Let’s say I’m using SQL as my database for saving long term.
Let’s say I want to store a bunch of objects in global memory, and keep them in memory until the program is closed. Some might have dictionaries in them, some might have arrays or other objects, etc.
I’m confused about how in programming I would go about this. I know it depends, but I need some guidance on some of my options.
So far, these are the solutions I know of:
1) Recall what I want from SQL directly every time I want it.
2) Create a singleton class with a global list or collection stored inside it. Instantiate that global object when the program starts, and then store what I want within that.
any help is much appreciated
I'd use SQLite not sure what "I'm using SQL as my database" mysql? sqlite3? postgresql? mariadb?
Quote (Klexmoo @ Oct 18 2018 02:40pm)
All you need to do is keep whatever objects you need stored in a list, and then save that list to a file either as JSON, XML, Binary or just storing the values directly in a database before your program closes.

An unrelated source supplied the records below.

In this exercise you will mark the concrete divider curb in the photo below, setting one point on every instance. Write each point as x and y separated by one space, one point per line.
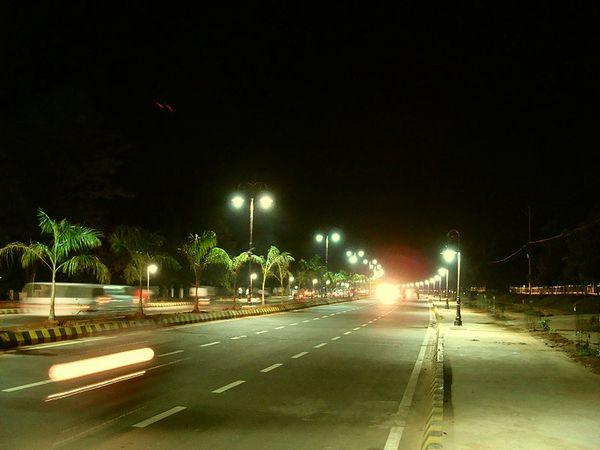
14 310
433 433
10 339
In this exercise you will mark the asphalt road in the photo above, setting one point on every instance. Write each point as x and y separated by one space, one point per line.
325 377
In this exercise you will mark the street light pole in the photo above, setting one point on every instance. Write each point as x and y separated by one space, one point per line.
326 253
458 320
447 305
250 249
449 255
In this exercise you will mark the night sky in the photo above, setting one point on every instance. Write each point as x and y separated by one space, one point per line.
394 124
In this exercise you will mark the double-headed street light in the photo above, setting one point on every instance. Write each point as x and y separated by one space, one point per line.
443 272
438 278
335 237
150 269
449 255
265 202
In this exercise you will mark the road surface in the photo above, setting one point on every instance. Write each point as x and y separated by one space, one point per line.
325 377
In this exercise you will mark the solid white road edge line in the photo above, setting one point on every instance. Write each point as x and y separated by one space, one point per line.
395 435
25 386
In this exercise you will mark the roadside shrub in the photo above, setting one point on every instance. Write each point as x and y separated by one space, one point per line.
544 324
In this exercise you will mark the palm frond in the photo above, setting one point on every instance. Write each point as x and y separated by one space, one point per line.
29 253
219 256
47 225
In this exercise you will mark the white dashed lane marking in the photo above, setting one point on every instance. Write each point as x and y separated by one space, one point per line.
170 353
274 366
228 386
158 417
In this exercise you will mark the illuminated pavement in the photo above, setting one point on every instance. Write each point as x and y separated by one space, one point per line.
324 377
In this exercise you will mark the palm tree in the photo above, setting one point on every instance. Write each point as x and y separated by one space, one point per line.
65 252
202 251
233 266
309 269
269 263
282 271
140 248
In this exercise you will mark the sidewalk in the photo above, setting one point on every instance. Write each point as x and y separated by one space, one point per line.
504 388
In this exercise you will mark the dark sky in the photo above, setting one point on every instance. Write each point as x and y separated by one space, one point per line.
394 124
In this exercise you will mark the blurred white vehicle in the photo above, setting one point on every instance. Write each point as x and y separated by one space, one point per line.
78 298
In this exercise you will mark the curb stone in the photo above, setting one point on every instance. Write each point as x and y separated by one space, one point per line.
11 339
433 433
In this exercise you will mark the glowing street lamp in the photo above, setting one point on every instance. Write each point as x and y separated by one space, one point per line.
335 237
443 272
150 269
438 279
449 255
265 201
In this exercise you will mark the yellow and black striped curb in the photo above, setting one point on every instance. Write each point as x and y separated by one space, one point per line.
14 310
433 432
11 339
165 304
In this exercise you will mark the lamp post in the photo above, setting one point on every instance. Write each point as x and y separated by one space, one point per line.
150 269
335 237
252 277
290 281
265 202
438 278
443 272
449 255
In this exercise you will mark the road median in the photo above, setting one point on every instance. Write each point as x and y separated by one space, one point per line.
11 339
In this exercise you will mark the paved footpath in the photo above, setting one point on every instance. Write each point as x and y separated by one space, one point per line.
506 389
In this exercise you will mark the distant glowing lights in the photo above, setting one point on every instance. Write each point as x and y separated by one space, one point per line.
387 293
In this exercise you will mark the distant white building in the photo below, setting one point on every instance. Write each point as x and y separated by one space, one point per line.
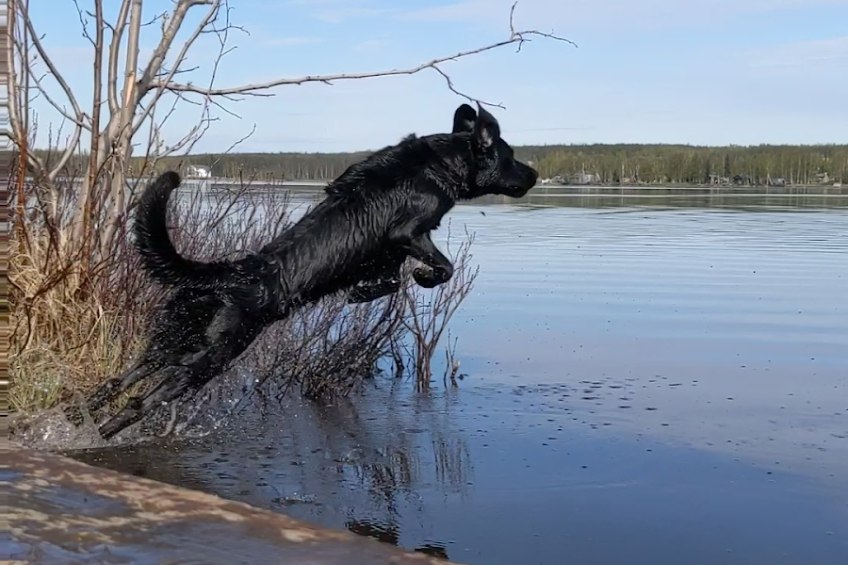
198 172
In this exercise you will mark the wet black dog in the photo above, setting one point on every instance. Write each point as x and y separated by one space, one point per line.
377 213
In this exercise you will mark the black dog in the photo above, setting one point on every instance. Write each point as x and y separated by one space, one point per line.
378 212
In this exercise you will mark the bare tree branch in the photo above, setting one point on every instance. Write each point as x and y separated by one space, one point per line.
517 38
72 146
114 52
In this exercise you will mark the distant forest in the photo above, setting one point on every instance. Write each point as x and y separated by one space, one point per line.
580 164
588 164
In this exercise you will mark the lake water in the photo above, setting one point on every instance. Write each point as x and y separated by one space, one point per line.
652 377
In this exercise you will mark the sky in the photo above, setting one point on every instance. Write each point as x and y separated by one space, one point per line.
705 72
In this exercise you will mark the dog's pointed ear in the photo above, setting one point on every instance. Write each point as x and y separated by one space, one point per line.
464 119
486 128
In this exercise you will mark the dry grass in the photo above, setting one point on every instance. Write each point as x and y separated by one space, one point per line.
79 323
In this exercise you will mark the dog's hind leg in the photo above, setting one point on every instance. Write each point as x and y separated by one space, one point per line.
115 386
438 268
229 333
381 281
174 380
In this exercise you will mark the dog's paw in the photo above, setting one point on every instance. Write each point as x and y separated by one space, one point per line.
426 277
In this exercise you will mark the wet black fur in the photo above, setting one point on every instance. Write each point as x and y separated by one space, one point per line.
378 212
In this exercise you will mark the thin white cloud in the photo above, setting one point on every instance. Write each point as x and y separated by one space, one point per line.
290 41
605 13
821 53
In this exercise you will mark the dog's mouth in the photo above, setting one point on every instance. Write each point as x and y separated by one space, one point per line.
517 191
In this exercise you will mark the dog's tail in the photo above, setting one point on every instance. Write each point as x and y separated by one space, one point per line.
161 259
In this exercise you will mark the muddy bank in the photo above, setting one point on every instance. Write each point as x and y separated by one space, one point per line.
64 511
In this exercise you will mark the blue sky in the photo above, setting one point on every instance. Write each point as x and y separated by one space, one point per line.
707 72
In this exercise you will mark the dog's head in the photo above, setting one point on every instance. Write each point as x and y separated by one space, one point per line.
494 169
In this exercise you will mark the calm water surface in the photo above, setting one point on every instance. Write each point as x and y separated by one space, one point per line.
660 377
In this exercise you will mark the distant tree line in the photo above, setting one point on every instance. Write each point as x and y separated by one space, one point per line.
579 164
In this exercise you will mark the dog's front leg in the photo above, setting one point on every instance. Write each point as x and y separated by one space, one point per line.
438 270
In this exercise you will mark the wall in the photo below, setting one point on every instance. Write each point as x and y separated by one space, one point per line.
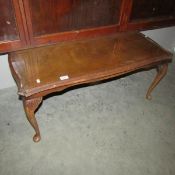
165 37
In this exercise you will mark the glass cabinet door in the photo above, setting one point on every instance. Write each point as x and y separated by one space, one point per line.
53 16
12 35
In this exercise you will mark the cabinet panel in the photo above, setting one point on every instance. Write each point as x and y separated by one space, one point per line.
53 16
145 10
148 14
12 30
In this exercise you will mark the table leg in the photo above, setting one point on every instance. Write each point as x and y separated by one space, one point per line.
30 106
161 72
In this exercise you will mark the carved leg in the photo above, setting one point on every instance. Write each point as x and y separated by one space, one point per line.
30 106
161 72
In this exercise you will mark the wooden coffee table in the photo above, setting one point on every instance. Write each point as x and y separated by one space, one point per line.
44 70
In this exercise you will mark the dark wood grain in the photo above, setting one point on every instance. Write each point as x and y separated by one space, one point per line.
146 10
70 15
41 71
13 35
8 27
82 60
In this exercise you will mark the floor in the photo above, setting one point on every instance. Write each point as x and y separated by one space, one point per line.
103 129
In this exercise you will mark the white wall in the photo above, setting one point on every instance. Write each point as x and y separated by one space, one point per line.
165 37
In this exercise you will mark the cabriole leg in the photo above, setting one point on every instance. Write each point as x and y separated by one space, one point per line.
161 72
30 106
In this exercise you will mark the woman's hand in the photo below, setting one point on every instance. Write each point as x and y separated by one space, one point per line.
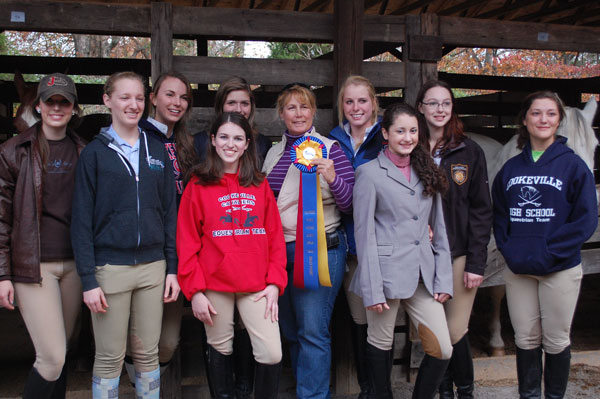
472 280
171 288
95 300
441 297
379 308
202 308
325 168
7 295
271 292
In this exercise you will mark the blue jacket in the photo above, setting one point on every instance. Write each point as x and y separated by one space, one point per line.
367 151
544 211
119 217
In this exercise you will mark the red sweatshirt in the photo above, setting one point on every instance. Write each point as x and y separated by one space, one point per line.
229 238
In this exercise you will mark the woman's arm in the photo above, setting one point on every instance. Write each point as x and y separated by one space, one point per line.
369 271
342 178
442 282
189 241
479 222
82 217
276 272
7 192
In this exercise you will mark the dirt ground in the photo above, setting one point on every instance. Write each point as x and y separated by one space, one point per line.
495 377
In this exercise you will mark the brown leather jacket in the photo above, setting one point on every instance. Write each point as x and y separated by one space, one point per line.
21 204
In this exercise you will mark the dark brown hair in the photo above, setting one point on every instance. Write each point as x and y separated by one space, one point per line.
186 153
234 83
453 130
211 170
522 132
74 122
432 177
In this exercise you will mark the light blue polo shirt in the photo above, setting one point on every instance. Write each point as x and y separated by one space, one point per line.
132 153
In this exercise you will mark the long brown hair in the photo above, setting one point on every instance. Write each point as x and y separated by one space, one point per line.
186 153
211 170
453 130
523 133
433 179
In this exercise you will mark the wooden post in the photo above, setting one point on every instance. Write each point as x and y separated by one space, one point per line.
348 42
421 52
414 78
161 46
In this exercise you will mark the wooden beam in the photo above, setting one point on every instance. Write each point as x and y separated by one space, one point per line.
474 32
207 70
410 7
162 38
507 8
348 43
414 77
75 17
544 12
73 66
482 82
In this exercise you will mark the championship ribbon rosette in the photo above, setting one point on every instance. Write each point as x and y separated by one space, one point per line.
310 262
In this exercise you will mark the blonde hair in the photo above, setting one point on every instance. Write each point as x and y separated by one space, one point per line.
357 80
303 94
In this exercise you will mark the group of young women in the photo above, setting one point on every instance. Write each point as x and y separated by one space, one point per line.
411 231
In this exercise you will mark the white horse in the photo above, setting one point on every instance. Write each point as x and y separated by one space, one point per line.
577 127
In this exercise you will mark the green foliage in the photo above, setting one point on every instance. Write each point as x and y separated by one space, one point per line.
298 51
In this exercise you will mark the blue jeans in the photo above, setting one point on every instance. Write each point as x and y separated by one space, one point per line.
304 317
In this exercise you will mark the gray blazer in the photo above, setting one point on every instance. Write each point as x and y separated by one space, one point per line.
391 218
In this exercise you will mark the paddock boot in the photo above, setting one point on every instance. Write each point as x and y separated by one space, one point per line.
431 373
379 364
60 385
220 370
266 381
461 367
359 344
147 384
103 388
243 363
446 389
36 387
529 373
556 373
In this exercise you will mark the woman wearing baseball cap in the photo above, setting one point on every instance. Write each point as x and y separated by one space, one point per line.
37 271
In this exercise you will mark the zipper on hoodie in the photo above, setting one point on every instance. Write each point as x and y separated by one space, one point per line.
136 176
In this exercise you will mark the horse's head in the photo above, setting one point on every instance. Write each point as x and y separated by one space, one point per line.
576 126
24 118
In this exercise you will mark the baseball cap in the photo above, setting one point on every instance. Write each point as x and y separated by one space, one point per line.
57 83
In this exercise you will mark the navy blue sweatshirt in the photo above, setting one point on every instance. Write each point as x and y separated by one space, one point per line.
119 217
544 211
367 151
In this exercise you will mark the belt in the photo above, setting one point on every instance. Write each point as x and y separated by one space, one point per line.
333 239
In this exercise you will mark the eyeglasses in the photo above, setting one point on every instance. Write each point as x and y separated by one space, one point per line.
435 104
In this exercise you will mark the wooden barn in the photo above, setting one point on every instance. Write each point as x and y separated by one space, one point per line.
417 33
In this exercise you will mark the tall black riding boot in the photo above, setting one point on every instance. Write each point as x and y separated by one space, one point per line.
60 385
430 376
379 364
529 373
556 373
220 369
243 362
266 381
359 344
461 367
36 387
446 389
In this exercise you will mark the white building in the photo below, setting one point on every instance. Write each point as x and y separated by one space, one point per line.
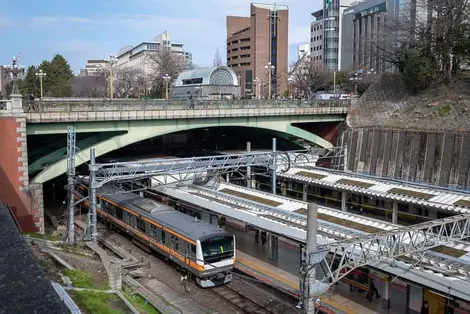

You don't need to create a class with a list you access. Where to put the list depends on what you want to do, and whether using a list is even the right choice also depends on your specific use case.
I would suggest going the route of using an SQL server or just using SQlite as that's as simple as it gets, and I doubt you _need_ in-memory storage of the objects at all times.
Yea he can actually use SQLite's :memory: database which is a database in the memory. It's very easy to use, will not persist through reboot. you can dump it to file or just use an on file db.